Debugging Pipeline Stoppage
This is the handoff ticket aggregating info and work for @mattbrown7's pipeline issue.
Preconfiguration
- source repository: https://gitlab.com/hoffman-lab/core
- branch:
git checkout mbrown/sm-incubator-tweaks- Josh: your development should be on a separate branch
- environment setup:
cd core/cmd/client-apis/python/agents/sm_incubator
micromamba create -f sm-env.yaml
micromamba activate sm-core
- Install most up-to-date smcore pip package:
micromamba activate sm-core
cd core/cmd/client-apis/python/pkg
pip install .
Data:
I've relocated the test data to: gpu-1:/mnt/data/stoppage-repro
This is a shared drive hosted on BB-1 so if network is an issue, feel free to make a local copy.

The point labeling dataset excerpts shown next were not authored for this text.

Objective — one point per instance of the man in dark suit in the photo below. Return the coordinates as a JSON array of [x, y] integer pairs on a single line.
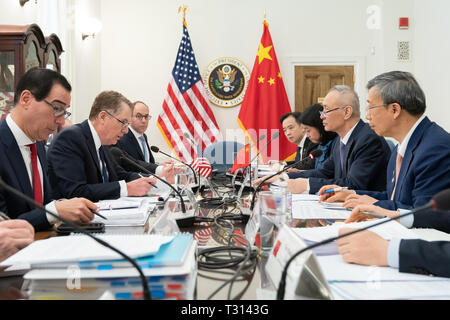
[[79, 165], [420, 165], [357, 159], [295, 133], [135, 144], [408, 255], [41, 99]]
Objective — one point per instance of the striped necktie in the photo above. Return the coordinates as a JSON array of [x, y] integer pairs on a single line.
[[37, 186], [103, 164]]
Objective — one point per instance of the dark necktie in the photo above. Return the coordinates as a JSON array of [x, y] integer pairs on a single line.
[[38, 197], [104, 169], [342, 154], [144, 148]]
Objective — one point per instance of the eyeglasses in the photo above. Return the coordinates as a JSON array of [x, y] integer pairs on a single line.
[[370, 108], [325, 113], [124, 123], [141, 116], [58, 111]]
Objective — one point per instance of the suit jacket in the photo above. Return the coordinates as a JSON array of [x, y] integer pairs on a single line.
[[131, 146], [366, 157], [74, 167], [424, 172], [308, 146], [424, 257], [14, 173]]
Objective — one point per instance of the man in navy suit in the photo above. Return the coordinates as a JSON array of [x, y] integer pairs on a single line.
[[356, 159], [41, 99], [420, 165], [80, 165], [135, 144], [408, 255], [295, 133]]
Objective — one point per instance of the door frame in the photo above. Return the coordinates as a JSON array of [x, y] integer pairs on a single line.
[[359, 67]]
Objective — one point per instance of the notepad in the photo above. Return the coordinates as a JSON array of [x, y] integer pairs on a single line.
[[74, 249]]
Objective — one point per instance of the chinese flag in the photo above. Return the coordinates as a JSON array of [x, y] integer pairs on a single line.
[[264, 103], [242, 159]]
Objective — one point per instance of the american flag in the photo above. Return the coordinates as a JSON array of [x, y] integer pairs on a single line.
[[203, 166], [186, 107]]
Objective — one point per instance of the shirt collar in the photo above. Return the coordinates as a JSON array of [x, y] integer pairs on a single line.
[[97, 141], [349, 133], [401, 150], [302, 143], [20, 136], [136, 134]]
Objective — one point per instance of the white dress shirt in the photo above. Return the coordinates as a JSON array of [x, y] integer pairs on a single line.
[[22, 141]]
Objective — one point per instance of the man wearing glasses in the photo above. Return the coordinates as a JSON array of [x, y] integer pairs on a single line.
[[41, 101], [420, 165], [80, 165], [358, 159], [135, 144]]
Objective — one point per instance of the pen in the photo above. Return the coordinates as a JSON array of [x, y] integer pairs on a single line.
[[335, 190], [101, 216], [3, 216], [373, 214]]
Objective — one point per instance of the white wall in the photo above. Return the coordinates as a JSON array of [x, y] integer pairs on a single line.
[[431, 56], [135, 51]]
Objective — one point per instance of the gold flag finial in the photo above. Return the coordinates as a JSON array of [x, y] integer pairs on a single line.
[[183, 8]]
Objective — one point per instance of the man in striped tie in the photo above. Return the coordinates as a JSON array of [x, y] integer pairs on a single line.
[[41, 101], [419, 166]]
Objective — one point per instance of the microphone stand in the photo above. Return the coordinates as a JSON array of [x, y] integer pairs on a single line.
[[131, 162], [145, 287], [193, 171]]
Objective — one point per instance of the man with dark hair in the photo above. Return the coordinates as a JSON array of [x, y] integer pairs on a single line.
[[134, 144], [79, 165], [295, 133], [41, 100], [358, 160], [419, 167]]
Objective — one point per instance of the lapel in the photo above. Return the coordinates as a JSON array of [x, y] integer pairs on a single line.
[[91, 147], [350, 144], [413, 143], [150, 155], [15, 158]]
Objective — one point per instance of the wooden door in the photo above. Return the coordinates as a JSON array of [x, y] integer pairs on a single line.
[[313, 82]]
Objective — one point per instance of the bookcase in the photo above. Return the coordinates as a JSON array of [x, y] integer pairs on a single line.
[[23, 47]]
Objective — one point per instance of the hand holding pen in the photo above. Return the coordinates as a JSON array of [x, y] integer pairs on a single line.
[[334, 193]]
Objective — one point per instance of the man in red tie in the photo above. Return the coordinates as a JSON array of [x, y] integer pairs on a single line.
[[419, 166], [41, 101]]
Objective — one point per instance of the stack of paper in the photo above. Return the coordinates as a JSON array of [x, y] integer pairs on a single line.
[[387, 231], [350, 281], [307, 206], [77, 267]]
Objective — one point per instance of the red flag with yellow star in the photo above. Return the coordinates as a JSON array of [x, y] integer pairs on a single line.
[[264, 103]]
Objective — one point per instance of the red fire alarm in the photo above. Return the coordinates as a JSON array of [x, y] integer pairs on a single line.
[[403, 23]]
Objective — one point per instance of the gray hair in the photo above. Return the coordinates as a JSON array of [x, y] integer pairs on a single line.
[[349, 97], [402, 88]]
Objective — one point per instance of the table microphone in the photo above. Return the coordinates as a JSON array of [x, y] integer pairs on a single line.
[[440, 202], [119, 154], [274, 136], [145, 287], [313, 155], [156, 149]]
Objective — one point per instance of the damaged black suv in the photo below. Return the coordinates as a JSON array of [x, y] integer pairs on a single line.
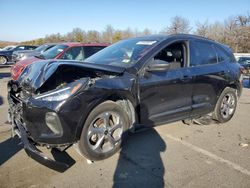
[[140, 81]]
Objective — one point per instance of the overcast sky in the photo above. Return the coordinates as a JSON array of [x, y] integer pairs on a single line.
[[30, 19]]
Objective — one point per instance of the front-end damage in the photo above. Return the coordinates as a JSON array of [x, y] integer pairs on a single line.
[[47, 105]]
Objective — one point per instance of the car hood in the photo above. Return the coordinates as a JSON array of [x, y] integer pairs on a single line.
[[36, 74]]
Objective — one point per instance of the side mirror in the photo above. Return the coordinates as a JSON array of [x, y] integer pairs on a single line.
[[158, 66]]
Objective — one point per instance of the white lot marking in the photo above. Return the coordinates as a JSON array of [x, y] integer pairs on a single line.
[[211, 155]]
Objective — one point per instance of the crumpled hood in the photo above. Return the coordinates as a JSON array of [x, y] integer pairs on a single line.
[[36, 74]]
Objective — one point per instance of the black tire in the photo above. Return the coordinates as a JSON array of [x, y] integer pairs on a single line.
[[3, 60], [105, 112], [226, 105]]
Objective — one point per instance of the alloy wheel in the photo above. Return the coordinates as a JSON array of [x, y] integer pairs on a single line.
[[105, 132]]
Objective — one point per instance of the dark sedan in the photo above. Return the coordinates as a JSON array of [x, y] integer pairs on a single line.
[[24, 54], [140, 81], [6, 55]]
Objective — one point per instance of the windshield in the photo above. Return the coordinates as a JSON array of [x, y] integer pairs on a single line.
[[42, 47], [53, 52], [125, 53], [8, 48]]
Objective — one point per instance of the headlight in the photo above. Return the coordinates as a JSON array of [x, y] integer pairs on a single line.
[[60, 94]]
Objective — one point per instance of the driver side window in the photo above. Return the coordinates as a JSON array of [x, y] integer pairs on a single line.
[[173, 54]]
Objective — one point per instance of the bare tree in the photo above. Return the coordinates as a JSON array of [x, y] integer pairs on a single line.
[[178, 25], [202, 28], [107, 35]]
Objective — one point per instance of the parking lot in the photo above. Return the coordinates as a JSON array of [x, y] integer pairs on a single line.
[[172, 155]]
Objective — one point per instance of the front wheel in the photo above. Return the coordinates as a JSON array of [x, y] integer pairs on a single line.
[[3, 60], [103, 131], [226, 105]]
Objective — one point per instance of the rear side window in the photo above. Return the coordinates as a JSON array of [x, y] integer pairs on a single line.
[[74, 53], [30, 47], [202, 53]]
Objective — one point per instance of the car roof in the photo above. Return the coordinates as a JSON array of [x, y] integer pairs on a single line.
[[182, 36], [70, 44]]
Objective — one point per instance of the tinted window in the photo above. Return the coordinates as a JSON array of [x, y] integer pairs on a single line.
[[74, 53], [20, 48], [221, 55], [90, 50], [202, 53], [172, 54]]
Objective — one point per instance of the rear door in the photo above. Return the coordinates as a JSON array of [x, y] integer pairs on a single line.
[[166, 95]]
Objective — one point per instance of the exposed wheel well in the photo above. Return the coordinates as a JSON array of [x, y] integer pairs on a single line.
[[127, 106]]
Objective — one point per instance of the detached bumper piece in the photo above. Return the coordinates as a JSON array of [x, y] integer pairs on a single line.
[[37, 155]]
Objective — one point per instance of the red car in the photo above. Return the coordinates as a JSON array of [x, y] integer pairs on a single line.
[[67, 51]]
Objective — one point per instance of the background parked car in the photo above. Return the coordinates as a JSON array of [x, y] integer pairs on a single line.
[[67, 51], [24, 54], [8, 47], [6, 55], [244, 62]]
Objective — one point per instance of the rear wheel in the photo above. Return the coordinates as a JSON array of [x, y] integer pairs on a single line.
[[3, 60], [226, 105], [103, 131]]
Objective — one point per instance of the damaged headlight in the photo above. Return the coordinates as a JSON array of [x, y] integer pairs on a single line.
[[60, 94]]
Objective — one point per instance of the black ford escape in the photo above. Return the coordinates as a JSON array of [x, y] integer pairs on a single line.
[[147, 80]]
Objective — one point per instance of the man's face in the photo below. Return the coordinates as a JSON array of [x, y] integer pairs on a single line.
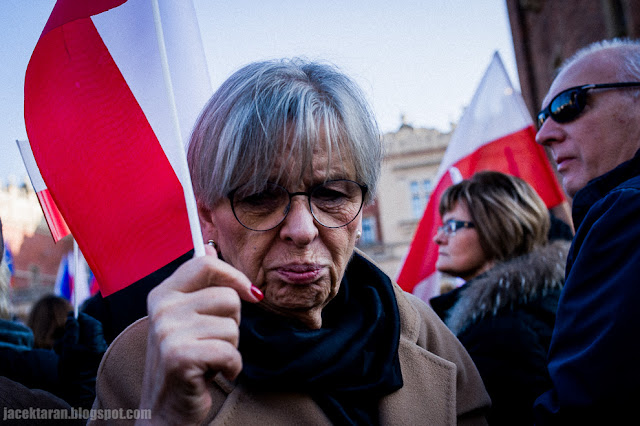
[[604, 135]]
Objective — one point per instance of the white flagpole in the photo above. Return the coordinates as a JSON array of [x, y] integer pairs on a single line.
[[76, 275], [178, 145]]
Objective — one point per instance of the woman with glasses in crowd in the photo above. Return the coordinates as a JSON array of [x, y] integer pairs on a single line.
[[495, 236], [284, 322]]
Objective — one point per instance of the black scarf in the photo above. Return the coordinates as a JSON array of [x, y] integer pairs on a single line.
[[347, 365]]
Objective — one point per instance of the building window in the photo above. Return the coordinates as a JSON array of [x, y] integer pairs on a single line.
[[419, 193], [369, 234]]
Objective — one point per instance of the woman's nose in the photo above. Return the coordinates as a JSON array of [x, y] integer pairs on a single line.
[[299, 225], [440, 237]]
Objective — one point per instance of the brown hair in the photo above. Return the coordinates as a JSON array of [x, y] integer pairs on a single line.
[[47, 319], [510, 217]]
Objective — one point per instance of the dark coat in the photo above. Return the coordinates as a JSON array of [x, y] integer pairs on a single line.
[[593, 358], [505, 318], [34, 368]]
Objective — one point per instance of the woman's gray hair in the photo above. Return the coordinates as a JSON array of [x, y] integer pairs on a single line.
[[628, 51], [271, 114]]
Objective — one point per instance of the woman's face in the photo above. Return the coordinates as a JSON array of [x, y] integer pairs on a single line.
[[299, 264], [460, 254]]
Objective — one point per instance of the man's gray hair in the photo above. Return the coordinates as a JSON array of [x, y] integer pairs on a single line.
[[628, 50], [270, 114]]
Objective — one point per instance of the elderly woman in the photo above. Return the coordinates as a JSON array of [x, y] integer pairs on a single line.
[[285, 323], [495, 236]]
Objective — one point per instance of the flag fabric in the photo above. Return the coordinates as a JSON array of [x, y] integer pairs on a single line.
[[73, 279], [63, 286], [112, 90], [57, 226], [495, 132]]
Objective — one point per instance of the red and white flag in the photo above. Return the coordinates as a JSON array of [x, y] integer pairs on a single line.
[[495, 132], [112, 91], [52, 215]]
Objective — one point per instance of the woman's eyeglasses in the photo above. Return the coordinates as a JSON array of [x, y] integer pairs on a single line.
[[333, 204], [567, 105], [450, 227]]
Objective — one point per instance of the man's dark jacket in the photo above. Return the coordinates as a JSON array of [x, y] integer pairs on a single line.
[[594, 358]]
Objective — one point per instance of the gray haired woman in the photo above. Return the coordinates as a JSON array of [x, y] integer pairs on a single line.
[[284, 321]]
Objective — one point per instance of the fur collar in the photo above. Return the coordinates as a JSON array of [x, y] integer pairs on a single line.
[[516, 281]]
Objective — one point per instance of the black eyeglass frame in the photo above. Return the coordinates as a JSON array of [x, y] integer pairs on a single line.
[[457, 225], [363, 188], [579, 101]]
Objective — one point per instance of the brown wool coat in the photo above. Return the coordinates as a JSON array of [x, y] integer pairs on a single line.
[[441, 384]]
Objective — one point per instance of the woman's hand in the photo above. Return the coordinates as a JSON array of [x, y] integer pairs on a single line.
[[194, 317]]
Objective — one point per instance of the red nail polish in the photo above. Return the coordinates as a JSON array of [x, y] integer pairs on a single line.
[[257, 293]]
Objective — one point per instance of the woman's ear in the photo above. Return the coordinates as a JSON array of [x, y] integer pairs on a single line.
[[209, 230]]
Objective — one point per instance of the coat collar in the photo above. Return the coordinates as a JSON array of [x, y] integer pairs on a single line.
[[516, 281]]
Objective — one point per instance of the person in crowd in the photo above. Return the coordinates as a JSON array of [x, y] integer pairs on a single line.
[[591, 124], [17, 337], [284, 321], [68, 372], [495, 237], [47, 319]]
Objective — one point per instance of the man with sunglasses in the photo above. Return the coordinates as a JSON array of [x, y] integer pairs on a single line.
[[591, 123]]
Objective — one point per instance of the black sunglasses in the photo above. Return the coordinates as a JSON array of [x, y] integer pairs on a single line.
[[567, 105]]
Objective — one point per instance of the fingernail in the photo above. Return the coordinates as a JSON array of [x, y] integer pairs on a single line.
[[256, 293]]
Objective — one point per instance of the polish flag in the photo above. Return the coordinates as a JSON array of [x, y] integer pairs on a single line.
[[495, 132], [52, 215], [112, 91]]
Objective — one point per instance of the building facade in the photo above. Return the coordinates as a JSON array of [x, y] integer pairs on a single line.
[[411, 162], [35, 256]]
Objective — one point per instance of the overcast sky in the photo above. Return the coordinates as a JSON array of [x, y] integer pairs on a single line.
[[419, 58]]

The commands below assumes you're running against the shared copy (update accordingly if needed.)
Path to original original dataset: /home/matt/core/cmd/client-apis/python/agents/sm_incubator/input
Observed
When using all agents in config.yaml, combined with all cases listed in the input CSV (~180), the pipeline will hang around case/output number 40. All agents eventually stop sending messages and hang indefinitely.
Expected
All results should be produced for all input data.
KG Setup and Data Injection
All commands assume the working dir is: core/cmd/client-apis/python/agents/sm_incubator
This directory in your local repo needs to be initialized (this may be new to you, Josh)
core init
core config set blackboard.addr bb-1.heph.com:8081
starting the controller:
core start mas sm_controller.py config.yaml
running upload:
python dataset_upload_agent/dataset_upload.py /mnt/data/stoppage-repro/lung_right_chest_xr.csv nifti
It's at this point that processing will continue until everything is complete, or the error is encountered.
Other things to note
When the hang occurs
- Blackboard will still accept messages via
core control post helloor other new agents connecting. This suggests (but does not guarantee):- BB itself is prob not the issue
- Issue could lie in python API
- Adding min-max agent seems to be the trigger point, but as we saw today, that's not a guarantee. I'd recommend incrementally adding agents until you see a failure. Let me know if you're unable to reproduce though.